While announcing the bank’s January-March quarter results, Batra said that ICICI Bank had set aside Rs 2,725 crore worth provisions against loans under moratorium owing to the Covid-19 pandemic. This is considerably higher than the Rs 600 crore worth provisions the bank would have had to make as per RBI guidelines in the March quarter. The banking regulator mandates that banks must make at least 10 percent provisions against loans under moratorium over six months between March and June.

According to Batra, the provisions made should be able to cover any future losses arising from these accounts. However, the bank did not give any guidance on asset quality, as there are many uncertainties at play. The bank would be carefully assessing any moratorium requests from non-bank lenders, which have borrowed from ICICI Bank, before approving it, Batra told reporters.

Axis Bank: More Than A Quarter

At Axis Bank Ltd., more than a quarter of the loan book has gone under moratorium.

In an analyst call after the bank’s earnings, the lender’s Chief Executive Officer Amitabh Chaudhury said 25-28 percent of loans by value have opted for the moratorium. That accounts for 10-12 percent of customers by number, he said.

Axis Bank has a loan book of Rs 5.8 lakh crore.

The bank had used an ‘opt-in’ strategy for its wholesale borrowers and an ‘opt-out’ strategy for wholesale clients.

Commenting on the retail customers that have opted for moratorium, Chaudhury said that the opt-ins are across all income bands, geographies, industries and category of customers. “Majority of the customers opted in, in fact, almost two-thirds of the customers have enough money in their bank account to pay their EMI,” he said. “The trend seems to be to conserve liquidity and protect immediate cash flows.”

Chaudhary said that trend seen across Axis Bank’s loan book is similar to what other lenders are observing. “We have been doing our informal checks in the banking industry. We believe that we are comparable to the peer set banks,” Chaudhury said.

IndusInd Bank: ‘Very Few’ Early Requests

IndusInd Bank did not provide precise data but said that the retail and microfinance portfolio was seeing repayments despite being offered a blanket moratorium. ‘Very few’ corporate clients had opted for the moratorium, the bank said in a conference call post its earnings on April 27.

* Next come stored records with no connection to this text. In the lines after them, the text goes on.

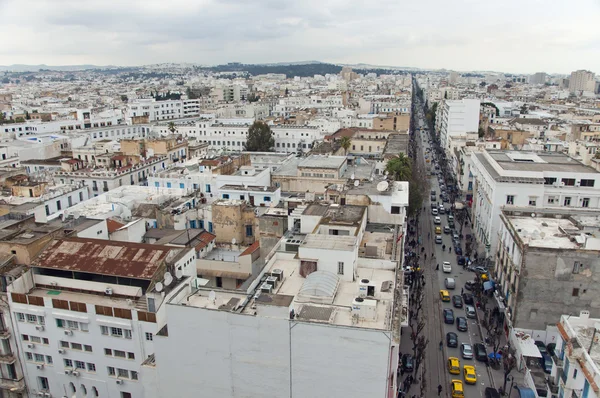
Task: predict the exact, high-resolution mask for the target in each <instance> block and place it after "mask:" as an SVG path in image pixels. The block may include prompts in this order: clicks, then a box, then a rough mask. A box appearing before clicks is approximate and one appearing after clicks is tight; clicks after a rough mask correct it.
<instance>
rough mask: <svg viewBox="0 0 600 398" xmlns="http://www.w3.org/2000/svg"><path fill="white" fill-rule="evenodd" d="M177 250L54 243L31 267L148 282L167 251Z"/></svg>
mask: <svg viewBox="0 0 600 398" xmlns="http://www.w3.org/2000/svg"><path fill="white" fill-rule="evenodd" d="M180 250H181V249H178V248H173V247H169V246H159V245H150V244H145V243H130V242H116V241H107V240H101V239H83V238H70V239H55V240H53V241H52V242H51V243H50V244H49V245H48V246H47V247H46V249H44V251H43V252H42V253H41V254H40V255H39V257H38V258H37V260H36V261H35V262H34V263H33V264H32V265H33V266H34V267H40V268H52V269H60V270H65V271H78V272H86V273H92V274H100V275H111V276H120V277H125V278H134V279H147V280H150V279H152V278H153V277H154V274H155V273H156V271H157V270H158V269H159V267H160V266H161V265H162V264H163V262H164V261H165V259H166V257H167V255H168V254H169V252H171V251H180Z"/></svg>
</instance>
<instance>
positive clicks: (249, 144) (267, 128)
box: [244, 121, 275, 152]
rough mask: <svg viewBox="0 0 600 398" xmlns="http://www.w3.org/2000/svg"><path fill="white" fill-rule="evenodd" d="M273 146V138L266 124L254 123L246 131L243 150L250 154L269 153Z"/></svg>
mask: <svg viewBox="0 0 600 398" xmlns="http://www.w3.org/2000/svg"><path fill="white" fill-rule="evenodd" d="M274 146H275V138H273V133H272V132H271V128H270V127H269V125H268V124H266V123H264V122H260V121H256V122H254V123H253V124H252V126H250V128H249V129H248V138H247V139H246V143H245V144H244V150H245V151H250V152H270V151H271V150H272V149H273V147H274Z"/></svg>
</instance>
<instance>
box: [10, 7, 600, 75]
mask: <svg viewBox="0 0 600 398" xmlns="http://www.w3.org/2000/svg"><path fill="white" fill-rule="evenodd" d="M598 21H600V0H495V1H481V0H458V1H448V0H417V1H407V0H378V1H373V0H371V1H369V0H364V1H358V0H120V1H115V0H0V38H2V39H1V40H0V65H10V64H48V65H70V64H96V65H108V64H112V65H142V64H150V63H162V62H193V63H201V64H218V63H226V62H232V61H239V62H244V63H265V62H291V61H307V60H318V61H323V62H335V63H351V64H352V63H367V64H376V65H394V66H413V67H420V68H446V69H454V70H459V71H465V70H498V71H505V72H515V73H519V72H522V73H532V72H536V71H546V72H549V73H568V72H570V71H572V70H575V69H590V70H592V71H594V72H596V73H600V29H598V26H599V22H598Z"/></svg>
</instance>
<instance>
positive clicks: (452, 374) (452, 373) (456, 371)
mask: <svg viewBox="0 0 600 398" xmlns="http://www.w3.org/2000/svg"><path fill="white" fill-rule="evenodd" d="M448 372H450V374H451V375H459V374H460V361H459V360H458V358H456V357H449V358H448Z"/></svg>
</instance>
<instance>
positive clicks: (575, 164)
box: [471, 150, 600, 255]
mask: <svg viewBox="0 0 600 398" xmlns="http://www.w3.org/2000/svg"><path fill="white" fill-rule="evenodd" d="M471 173H472V174H473V178H474V181H473V204H472V221H473V232H474V233H475V234H477V236H478V238H479V239H480V241H481V242H483V243H484V245H485V246H486V251H487V254H488V255H491V254H492V251H493V248H495V247H496V246H497V244H498V227H499V225H500V212H501V210H502V208H504V207H507V208H508V207H510V206H517V207H530V211H531V212H535V211H538V209H545V208H560V207H563V208H571V209H572V208H579V209H598V208H599V207H600V181H598V180H600V173H598V172H597V171H596V170H594V169H592V168H591V167H588V166H585V165H583V164H581V163H579V162H578V161H576V160H574V159H572V158H570V157H568V156H566V155H563V154H561V153H550V152H527V151H494V150H486V151H483V152H475V153H473V154H472V155H471Z"/></svg>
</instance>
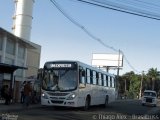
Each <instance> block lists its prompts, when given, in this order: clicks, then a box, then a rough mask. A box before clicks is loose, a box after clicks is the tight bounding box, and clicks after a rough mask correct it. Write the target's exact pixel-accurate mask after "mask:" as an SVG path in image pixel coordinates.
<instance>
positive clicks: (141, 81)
mask: <svg viewBox="0 0 160 120" xmlns="http://www.w3.org/2000/svg"><path fill="white" fill-rule="evenodd" d="M143 75H144V71H142V78H141V83H140V89H139V99H141V95H142V83H143Z"/></svg>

“I think, on the on the retail side, we’ve put all our accounts on moratorium, but we are receiving payments, and 95 percent of our clients are giving us repayments,” said Sumant Kathpalia, chief executive officer of IndusInd Bank. “On the corporate side, clients have to opt in and I think very few clients have opted for it. But it's only one month over,” Kathpalia said.

RBL Bank: A Third Of Loan Book Under Moratorium

In the case of RBL Bank Ltd., one-third of the loan book is under moratorium, Vishwavir Ahuja, chief executive of the bank, said in a post-earnings conference call on May 7.

The bank’s loan book stands at Rs 58,019 crore.

Ahuja said the moratorium was extended to all customers in the agricultural and rural loan portfolio. These customers are expected to return to regular repayments after the moratorium ends.

About 13 percent of the bank’s credit card customers have availed of the moratorium and 46 percent of the retail loan customers have taken the benefit. About 23 percent of the bank’s wholesale loan book by value is under moratorium.

Ahuja, however, said that he doesn’t believe that there is a correlation between the proportion of borrowers opting for a moratorium and the eventually asset quality impact.

Yes Bank: 40-45 Percent Under Moratorium

Yes Bank Ltd., which has seen elevated bad loans after a new management and board took charge of the lender, has so far reported the largest proportion of customers by number and value going under moratorium.

In an investor presentation released on May 6, the bank said that 15-20 percent of its corporate borrowers by number and 40-45 percent by value have opted for the moratorium. Of its MSME clients, 35-40 percent of the loan book is under moratorium. In the retail segment too 40-45 percent of the book is under moratorium.

Overall, about 40 percent of the bank’s domestic loan book of Rs 1.57 lakh crore is under moratorium.